Market Direction - May 1, 2004 started a period, in the NASDAQ, of definite indecision. Since May 1, the NASDAQ produced numerous Dojis, Spinning Tops, Hammers, and Inverted Hammers. There was no direction in the market at all. This was one of those rare times when staying in cash was the best strategy. This is not the normal recommendation when using candlestick signals. 99% of the time there will be plenty of long potentials and plenty of short potentials. They are not hard to find when you have 9900 trading entities that your scans can search through. However, that one remaining percent of the time involves market conditions where a trend, even very short-term, cannot be defined. The major attribute of candlesticks is that they illustrate investor sentiment. This means that most of the time a market trend or stock position can be analyzed with the probabilities in our favor.
When the main function that is provided by candlesticks signals cannot be utilized, a trend being identified, then why put your investment funds at risk. The purpose of investing is to exploit the advantages of whatever trading system you are using to take money out of the market. When that system doesn't provide the advantages you are supposed to be receiving, then sit on the sidelines for little bit. Get mentally rested and wait for the signals to tell you what to do.

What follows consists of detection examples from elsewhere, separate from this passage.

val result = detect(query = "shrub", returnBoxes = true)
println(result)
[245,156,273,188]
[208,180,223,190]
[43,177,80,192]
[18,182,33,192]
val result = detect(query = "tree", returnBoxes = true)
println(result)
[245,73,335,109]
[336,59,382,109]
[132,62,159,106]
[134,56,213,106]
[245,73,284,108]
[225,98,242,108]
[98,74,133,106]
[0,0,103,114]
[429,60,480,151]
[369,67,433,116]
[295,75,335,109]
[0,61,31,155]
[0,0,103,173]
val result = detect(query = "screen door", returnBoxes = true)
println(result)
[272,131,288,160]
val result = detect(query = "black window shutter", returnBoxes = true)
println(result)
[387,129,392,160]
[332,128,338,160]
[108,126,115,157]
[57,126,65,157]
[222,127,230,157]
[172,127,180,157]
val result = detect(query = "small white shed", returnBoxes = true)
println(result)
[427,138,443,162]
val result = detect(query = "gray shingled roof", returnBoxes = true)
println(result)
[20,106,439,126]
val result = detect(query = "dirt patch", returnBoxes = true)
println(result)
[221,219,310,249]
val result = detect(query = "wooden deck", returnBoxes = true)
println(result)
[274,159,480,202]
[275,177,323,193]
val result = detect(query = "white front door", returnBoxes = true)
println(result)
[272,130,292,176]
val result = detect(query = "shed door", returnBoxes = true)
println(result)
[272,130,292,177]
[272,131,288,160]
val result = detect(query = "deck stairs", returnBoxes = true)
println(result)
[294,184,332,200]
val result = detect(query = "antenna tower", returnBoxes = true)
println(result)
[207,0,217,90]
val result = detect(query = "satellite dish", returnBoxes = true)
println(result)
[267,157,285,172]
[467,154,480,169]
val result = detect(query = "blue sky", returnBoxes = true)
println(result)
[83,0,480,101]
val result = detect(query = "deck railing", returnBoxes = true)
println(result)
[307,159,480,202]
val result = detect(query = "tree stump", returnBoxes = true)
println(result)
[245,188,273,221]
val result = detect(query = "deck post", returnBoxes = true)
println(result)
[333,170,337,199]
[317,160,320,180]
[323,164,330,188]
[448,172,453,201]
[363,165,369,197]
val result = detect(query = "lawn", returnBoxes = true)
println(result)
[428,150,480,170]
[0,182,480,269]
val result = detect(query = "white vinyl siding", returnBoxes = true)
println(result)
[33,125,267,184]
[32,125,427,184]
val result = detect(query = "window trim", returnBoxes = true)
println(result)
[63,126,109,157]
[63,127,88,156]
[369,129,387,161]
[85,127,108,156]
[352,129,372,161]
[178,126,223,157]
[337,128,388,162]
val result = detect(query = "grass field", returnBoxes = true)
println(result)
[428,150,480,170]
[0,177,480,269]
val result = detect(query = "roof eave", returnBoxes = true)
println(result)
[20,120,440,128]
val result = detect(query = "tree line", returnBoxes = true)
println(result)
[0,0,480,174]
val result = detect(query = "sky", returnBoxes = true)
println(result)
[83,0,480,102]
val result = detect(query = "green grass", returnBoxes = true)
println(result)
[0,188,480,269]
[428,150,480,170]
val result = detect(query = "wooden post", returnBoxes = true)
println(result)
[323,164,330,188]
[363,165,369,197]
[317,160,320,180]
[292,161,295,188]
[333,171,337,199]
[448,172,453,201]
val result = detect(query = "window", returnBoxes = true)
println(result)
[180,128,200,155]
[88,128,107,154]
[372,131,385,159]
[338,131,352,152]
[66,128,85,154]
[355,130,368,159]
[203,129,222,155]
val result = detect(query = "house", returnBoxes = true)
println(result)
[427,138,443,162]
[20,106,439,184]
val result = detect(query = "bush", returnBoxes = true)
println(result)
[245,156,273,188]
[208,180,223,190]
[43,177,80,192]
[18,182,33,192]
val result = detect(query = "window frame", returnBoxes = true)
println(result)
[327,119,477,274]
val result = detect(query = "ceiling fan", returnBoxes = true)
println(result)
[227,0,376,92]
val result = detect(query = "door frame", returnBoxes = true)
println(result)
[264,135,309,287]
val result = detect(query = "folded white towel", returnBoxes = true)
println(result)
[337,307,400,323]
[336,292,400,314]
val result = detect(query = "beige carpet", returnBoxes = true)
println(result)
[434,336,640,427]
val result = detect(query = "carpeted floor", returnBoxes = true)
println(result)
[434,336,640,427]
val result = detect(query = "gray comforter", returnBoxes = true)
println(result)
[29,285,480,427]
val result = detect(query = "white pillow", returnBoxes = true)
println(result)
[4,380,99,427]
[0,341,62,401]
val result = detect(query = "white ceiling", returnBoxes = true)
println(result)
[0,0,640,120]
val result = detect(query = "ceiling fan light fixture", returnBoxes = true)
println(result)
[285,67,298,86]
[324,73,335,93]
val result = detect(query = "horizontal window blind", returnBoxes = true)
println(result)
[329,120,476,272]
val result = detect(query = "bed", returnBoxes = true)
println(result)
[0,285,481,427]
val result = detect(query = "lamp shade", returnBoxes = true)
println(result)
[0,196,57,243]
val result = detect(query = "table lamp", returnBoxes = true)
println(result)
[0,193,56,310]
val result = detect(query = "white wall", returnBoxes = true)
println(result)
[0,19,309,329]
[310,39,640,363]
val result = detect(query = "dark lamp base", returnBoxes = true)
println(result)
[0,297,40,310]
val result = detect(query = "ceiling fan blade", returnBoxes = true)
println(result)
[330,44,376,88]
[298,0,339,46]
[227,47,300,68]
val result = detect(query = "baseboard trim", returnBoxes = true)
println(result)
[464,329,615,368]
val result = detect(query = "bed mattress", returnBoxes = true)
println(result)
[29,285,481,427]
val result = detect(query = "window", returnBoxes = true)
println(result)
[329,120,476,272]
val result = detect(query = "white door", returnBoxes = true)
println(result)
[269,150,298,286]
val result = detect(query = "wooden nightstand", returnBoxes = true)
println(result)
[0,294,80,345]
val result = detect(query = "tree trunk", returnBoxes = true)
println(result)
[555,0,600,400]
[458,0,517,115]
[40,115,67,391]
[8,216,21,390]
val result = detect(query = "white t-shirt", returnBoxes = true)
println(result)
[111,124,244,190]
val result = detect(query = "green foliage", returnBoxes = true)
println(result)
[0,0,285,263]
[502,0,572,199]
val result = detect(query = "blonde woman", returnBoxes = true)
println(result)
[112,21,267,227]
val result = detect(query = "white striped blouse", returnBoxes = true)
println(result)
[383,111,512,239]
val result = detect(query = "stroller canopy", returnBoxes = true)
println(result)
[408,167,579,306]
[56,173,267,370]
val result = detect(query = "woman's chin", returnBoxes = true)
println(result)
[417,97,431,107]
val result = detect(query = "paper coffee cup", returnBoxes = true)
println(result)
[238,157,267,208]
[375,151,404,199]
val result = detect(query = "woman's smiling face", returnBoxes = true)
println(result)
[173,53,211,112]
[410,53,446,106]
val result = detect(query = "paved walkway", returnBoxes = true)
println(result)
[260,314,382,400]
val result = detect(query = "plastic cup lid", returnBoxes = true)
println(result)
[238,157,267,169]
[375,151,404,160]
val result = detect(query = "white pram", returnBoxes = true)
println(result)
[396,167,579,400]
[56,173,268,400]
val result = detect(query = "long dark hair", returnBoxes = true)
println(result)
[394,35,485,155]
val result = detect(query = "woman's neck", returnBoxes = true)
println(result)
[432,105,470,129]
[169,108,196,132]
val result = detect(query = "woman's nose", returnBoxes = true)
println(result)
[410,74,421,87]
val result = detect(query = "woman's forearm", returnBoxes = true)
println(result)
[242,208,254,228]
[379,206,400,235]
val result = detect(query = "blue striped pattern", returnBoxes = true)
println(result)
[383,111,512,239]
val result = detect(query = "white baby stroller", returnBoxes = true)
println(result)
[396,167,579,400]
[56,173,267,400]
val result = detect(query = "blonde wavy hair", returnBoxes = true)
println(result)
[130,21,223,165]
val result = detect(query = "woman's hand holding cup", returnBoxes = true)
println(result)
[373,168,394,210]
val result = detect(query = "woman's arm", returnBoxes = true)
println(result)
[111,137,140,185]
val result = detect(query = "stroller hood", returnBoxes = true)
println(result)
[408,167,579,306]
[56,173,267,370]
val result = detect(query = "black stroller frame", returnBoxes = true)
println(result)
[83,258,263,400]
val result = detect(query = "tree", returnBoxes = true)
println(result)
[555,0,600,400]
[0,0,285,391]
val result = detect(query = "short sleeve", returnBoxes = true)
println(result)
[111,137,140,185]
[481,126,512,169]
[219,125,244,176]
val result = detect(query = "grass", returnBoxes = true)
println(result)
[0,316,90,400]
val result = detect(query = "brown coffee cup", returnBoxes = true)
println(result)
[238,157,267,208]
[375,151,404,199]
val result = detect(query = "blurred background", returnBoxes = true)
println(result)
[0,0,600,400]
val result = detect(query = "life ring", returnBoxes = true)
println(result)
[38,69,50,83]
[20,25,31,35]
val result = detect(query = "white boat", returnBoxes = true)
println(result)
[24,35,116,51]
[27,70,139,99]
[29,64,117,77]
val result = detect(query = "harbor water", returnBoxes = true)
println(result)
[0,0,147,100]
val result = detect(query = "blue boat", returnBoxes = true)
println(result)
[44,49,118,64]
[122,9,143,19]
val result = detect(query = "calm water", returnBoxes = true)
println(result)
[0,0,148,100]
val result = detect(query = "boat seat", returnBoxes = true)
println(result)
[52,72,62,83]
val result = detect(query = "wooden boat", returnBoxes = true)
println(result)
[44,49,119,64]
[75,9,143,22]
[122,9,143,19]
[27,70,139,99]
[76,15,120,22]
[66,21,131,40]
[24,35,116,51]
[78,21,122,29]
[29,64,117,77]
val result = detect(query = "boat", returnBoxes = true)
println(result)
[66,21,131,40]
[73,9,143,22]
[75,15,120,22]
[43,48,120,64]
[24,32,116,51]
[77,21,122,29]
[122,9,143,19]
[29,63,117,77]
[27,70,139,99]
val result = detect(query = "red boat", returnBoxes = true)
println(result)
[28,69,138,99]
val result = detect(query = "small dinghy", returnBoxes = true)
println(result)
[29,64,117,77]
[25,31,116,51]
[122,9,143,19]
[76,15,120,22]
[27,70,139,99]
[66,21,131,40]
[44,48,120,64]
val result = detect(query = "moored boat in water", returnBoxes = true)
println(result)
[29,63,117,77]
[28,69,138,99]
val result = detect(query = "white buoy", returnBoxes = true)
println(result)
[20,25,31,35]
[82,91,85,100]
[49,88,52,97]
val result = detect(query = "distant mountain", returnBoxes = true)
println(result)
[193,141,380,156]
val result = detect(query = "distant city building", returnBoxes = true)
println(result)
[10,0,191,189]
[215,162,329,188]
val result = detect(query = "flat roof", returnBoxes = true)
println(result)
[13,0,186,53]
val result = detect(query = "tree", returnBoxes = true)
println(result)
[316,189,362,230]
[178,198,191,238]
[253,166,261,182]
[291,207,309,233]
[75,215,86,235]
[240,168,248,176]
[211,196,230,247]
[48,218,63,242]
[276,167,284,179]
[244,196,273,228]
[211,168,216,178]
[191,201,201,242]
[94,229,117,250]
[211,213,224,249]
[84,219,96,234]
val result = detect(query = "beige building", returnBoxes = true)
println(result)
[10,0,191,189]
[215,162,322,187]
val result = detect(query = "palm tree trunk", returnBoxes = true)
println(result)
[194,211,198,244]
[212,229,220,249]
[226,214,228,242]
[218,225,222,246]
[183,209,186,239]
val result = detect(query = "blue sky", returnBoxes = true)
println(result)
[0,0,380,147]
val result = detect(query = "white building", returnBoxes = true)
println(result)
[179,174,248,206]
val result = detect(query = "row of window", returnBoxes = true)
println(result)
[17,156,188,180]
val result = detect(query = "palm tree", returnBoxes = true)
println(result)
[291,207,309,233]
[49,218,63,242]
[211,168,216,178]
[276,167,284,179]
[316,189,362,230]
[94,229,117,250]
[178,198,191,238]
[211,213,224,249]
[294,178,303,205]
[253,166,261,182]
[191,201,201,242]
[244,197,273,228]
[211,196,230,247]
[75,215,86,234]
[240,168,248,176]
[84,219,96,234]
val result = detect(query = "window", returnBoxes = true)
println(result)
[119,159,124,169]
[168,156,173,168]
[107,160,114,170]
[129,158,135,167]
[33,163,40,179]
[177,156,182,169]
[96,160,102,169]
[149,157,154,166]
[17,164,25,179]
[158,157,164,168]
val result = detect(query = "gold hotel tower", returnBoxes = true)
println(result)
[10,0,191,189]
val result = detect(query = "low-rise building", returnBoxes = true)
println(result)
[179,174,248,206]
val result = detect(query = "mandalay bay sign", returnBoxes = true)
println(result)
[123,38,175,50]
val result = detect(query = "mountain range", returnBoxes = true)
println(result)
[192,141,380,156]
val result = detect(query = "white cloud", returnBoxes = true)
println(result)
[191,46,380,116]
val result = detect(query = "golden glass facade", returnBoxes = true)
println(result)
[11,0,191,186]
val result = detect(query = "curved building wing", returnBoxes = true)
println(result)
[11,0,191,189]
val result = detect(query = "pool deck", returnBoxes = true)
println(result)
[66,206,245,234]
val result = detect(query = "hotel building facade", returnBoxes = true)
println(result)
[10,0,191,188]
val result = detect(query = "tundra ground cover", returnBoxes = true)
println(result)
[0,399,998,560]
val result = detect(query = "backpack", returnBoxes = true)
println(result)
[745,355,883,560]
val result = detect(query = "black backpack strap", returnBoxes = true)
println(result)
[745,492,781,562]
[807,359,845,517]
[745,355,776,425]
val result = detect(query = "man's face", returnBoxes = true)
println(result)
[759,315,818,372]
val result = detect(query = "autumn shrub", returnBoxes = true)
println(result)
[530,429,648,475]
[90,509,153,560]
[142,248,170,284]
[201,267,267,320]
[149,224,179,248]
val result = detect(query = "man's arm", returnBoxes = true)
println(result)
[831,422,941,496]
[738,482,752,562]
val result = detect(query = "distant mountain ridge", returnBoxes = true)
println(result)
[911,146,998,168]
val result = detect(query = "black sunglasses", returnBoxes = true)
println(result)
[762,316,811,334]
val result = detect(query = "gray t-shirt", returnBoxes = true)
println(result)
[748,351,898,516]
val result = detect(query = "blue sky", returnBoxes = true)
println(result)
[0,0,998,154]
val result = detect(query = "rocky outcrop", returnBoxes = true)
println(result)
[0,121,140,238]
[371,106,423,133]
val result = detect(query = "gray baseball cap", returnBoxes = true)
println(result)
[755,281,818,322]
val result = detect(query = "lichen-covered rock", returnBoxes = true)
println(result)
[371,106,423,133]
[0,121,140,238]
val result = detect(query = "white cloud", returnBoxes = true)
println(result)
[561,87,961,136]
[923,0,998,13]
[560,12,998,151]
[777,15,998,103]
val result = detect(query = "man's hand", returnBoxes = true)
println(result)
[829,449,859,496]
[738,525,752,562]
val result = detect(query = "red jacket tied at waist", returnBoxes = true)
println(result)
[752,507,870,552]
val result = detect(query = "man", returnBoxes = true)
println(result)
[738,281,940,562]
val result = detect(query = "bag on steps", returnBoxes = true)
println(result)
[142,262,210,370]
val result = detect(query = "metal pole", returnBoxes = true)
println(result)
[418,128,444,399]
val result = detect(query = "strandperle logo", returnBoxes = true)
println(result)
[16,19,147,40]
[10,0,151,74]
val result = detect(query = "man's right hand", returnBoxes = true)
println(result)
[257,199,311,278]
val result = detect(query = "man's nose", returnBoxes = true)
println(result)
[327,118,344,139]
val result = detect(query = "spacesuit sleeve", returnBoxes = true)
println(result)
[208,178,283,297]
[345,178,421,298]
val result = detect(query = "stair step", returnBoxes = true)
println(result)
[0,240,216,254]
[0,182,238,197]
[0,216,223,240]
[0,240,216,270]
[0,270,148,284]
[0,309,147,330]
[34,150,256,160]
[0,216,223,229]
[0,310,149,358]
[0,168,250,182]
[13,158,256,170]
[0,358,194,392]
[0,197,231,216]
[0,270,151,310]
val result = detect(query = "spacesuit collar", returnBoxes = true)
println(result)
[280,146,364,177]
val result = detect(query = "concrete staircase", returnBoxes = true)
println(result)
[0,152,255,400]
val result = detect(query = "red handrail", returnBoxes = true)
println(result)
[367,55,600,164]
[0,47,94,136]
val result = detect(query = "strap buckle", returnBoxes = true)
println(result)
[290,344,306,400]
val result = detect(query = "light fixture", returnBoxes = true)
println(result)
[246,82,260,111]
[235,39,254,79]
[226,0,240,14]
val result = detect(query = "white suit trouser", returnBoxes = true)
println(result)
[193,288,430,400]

Although the NASDAQ went through a very sloppy period, the candlestick signals still gave evidence that they were trying to bottom out the market. One May 12th, a huge Hammer formed in both the NASDAQ and the Dow. This would lead us to believe that the bottom had been put in. The stochastics were in the oversold condition and the Hammer was a very nice bottoming signal. However, the buyers did not follow through. Three days later, another very powerful signal formed. The Abandoned Baby, a gap-down Doji, followed by a gap-up the next day was another very strong bottoming signal. The probabilities from that point indicated that we should now be in an uptrend.
As you may have read in the market comments each morning, it was advised to start buying moderately out of the heavy cash position in the portfolios. It was also advised to be very nimble until we saw confirmation to the up side. This past Tuesday clearly illustrated what investors intended to do after this indecision period. The target for both the NASDAQ and the Dow was the 50-day moving average. The NASDAQ has breached that level while the Dow continues toward it. Be prepared to see some resistance the first time the Dow hits the 50-day moving average. This can be verified by viewing the type of candlestick signal that appears when the Dow gets to that level. It is not uncommon for a pullback at the first test of the 50-day moving average.